You are viewing a plain text version of this content. The canonical link for it is here.
Posted to jira@arrow.apache.org by "Zosimova Zhanna (Jira)" <ji...@apache.org> on 2020/11/07 18:48:00 UTC
[jira] [Updated] (ARROW-10514) [C++][Parquet] Data inconsistency in parquet-reader output modes

     [ https://issues.apache.org/jira/browse/ARROW-10514?page=com.atlassian.jira.plugin.system.issuetabpanels:all-tabpanel ]

Zosimova Zhanna updated ARROW-10514:
------------------------------------
    Description: 
I tried reading description for Parquet [file|https://github.com/ClickHouse/ClickHouse/blob/master/tests/queries/0_stateless/data_parquet/nested_maps.snappy.parquet] with nested maps using [parquet-reader tool|https://github.com/apache/arrow/blob/master/cpp/tools/parquet/parquet_reader.cc]. 
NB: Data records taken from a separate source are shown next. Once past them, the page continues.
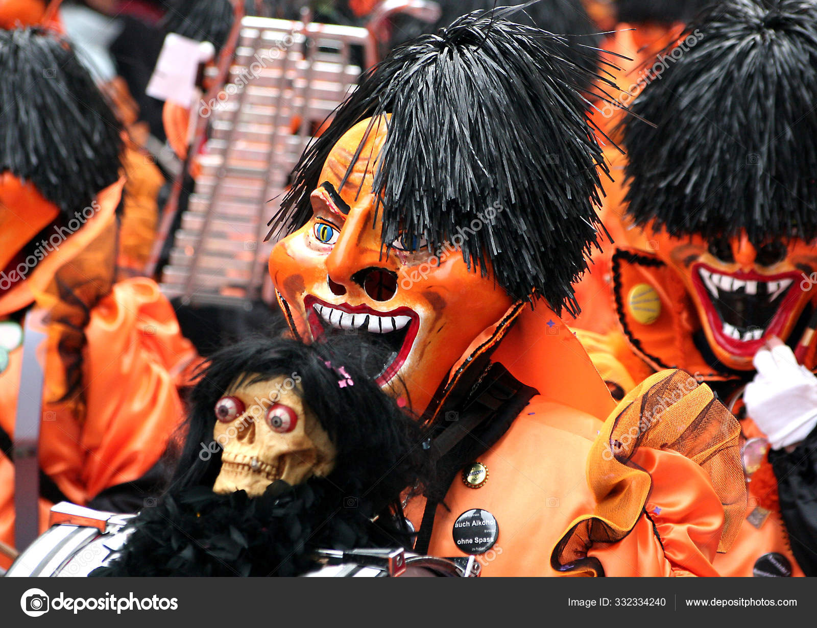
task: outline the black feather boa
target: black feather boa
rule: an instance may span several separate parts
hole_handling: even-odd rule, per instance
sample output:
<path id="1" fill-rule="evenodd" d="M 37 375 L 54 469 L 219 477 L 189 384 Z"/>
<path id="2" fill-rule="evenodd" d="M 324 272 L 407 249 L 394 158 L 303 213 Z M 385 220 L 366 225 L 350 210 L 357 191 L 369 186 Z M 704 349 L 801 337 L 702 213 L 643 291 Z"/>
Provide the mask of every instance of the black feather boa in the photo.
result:
<path id="1" fill-rule="evenodd" d="M 410 547 L 391 517 L 377 523 L 325 479 L 271 484 L 263 496 L 207 487 L 168 492 L 136 516 L 120 555 L 94 577 L 298 576 L 317 549 Z"/>

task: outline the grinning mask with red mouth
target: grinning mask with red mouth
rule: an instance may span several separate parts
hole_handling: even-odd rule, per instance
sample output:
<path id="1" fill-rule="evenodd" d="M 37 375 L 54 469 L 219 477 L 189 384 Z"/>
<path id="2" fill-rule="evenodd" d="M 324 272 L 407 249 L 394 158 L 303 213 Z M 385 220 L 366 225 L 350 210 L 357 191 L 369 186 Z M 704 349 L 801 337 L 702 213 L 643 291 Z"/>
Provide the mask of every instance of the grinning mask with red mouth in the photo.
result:
<path id="1" fill-rule="evenodd" d="M 596 242 L 603 158 L 578 91 L 595 74 L 504 12 L 459 18 L 368 73 L 274 218 L 289 235 L 270 272 L 292 329 L 374 341 L 372 375 L 426 418 L 507 312 L 538 298 L 574 311 Z"/>
<path id="2" fill-rule="evenodd" d="M 796 238 L 649 237 L 686 287 L 715 357 L 730 368 L 752 370 L 764 342 L 788 339 L 815 296 L 817 250 Z"/>
<path id="3" fill-rule="evenodd" d="M 512 301 L 458 252 L 431 260 L 423 243 L 403 236 L 382 246 L 373 185 L 386 118 L 366 137 L 369 122 L 333 148 L 311 194 L 312 218 L 275 246 L 270 272 L 302 339 L 340 332 L 373 341 L 383 350 L 373 365 L 378 383 L 399 381 L 395 394 L 408 394 L 422 412 L 454 362 Z"/>
<path id="4" fill-rule="evenodd" d="M 817 6 L 734 2 L 695 22 L 696 43 L 625 121 L 626 209 L 681 275 L 715 357 L 752 370 L 770 336 L 801 340 L 813 298 Z"/>

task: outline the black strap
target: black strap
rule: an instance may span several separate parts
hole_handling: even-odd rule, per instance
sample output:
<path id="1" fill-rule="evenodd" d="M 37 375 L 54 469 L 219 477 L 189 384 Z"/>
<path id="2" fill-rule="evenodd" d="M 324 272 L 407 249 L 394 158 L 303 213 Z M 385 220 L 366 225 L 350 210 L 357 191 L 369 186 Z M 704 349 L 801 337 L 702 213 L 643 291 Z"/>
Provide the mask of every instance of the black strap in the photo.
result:
<path id="1" fill-rule="evenodd" d="M 14 445 L 11 443 L 11 437 L 0 425 L 0 450 L 6 454 L 9 460 L 11 460 L 13 449 Z M 42 469 L 40 469 L 40 497 L 48 500 L 52 504 L 68 501 L 63 492 L 60 490 L 60 487 Z"/>
<path id="2" fill-rule="evenodd" d="M 436 480 L 426 492 L 426 510 L 417 532 L 414 550 L 428 553 L 437 506 L 462 467 L 489 450 L 511 427 L 534 395 L 538 391 L 519 382 L 502 365 L 494 363 L 477 384 L 476 390 L 456 418 L 445 425 L 444 419 L 435 426 L 431 440 L 431 456 L 436 466 Z M 456 412 L 444 408 L 438 414 L 451 418 Z"/>

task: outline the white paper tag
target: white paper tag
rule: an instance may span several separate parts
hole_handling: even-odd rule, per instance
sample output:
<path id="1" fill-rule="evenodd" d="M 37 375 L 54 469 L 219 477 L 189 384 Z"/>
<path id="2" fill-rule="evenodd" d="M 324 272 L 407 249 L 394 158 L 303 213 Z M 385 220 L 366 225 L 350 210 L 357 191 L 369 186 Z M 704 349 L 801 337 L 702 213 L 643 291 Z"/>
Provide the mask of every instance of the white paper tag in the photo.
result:
<path id="1" fill-rule="evenodd" d="M 169 33 L 145 90 L 147 95 L 190 108 L 201 56 L 199 46 L 199 42 Z"/>

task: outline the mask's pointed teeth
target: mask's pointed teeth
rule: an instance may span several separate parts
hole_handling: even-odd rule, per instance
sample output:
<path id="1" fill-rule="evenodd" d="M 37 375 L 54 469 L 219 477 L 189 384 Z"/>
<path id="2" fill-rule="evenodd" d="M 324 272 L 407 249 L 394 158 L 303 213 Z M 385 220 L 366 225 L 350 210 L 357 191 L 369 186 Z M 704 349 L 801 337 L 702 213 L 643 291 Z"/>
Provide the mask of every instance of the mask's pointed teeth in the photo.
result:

This file has the following structure:
{code:java}
required group field_id=0 spark_schema {
  optional group field_id=1 a (Map) {
    repeated group field_id=2 key_value {
      required binary field_id=3 key (String);
      optional group field_id=4 value (Map) {
        repeated group field_id=5 key_value {
          required int32 field_id=6 key;
          required boolean field_id=7 value;
        }
      }
    }
  }
  required int32 field_id=8 b;
  required double field_id=9 c;
} {code}
When I print it using DebugPrint, I see:
{code:java}
$ ./parquet-reader nested_maps.snappy.parquet --only-metadata
<some text is omitted for the sake of readability>
Column 0: a.key_value.key (BYTE_ARRAY/UTF8)
Column 1: a.key_value.value.key_value.key (INT32)
Column 2: a.key_value.value.key_value.value (BOOLEAN)
Column 3: b (INT32)
Column 4: c (DOUBLE)
</some text is omitted for the sake of readability>{code}
When I pring it using JSONPrint, I see:
{code:java}
$ ./parquet-reader nested_maps.snappy.parquet --json
<some text is omitted for the sake of readability>
"Columns": [
  { "Id": "0", "Name": "key", "PhysicalType": "BYTE_ARRAY", "ConvertedType": "UTF8", "LogicalType": {"Type": "String"} },
  { "Id": "1", "Name": "key", "PhysicalType": "INT32", "ConvertedType": "NONE", "LogicalType": {"Type": "None"} },
  { "Id": "2", "Name": "value", "PhysicalType": "BOOLEAN", "ConvertedType": "NONE", "LogicalType": {"Type": "None"} },
  { "Id": "3", "Name": "b", "PhysicalType": "INT32", "ConvertedType": "NONE", "LogicalType": {"Type": "None"} },
  { "Id": "4", "Name": "c", "PhysicalType": "DOUBLE", "ConvertedType": "NONE", "LogicalType": {"Type": "None"} }
]
</some text is omitted for the sake of readability>{code}
Column 0 and Column 1 has the same Name in JSON output. That's very confusing. It would be more correct to output the full path of the column (key -> a.key_value.key).

 

This can be corrected by changing a single line: [https://github.com/apache/arrow/blob/master/cpp/src/parquet/printer.cc#L218]

 

The proposed patch in the attachment

  was:
I tried reading description for Parquet [file|[https://github.com/ClickHouse/ClickHouse/blob/master/tests/queries/0_stateless/data_parquet/nested_maps.snappy.parquet]] with nested maps using [parquet-reader tool|[https://github.com/apache/arrow/blob/master/cpp/tools/parquet/parquet_reader.cc]]. 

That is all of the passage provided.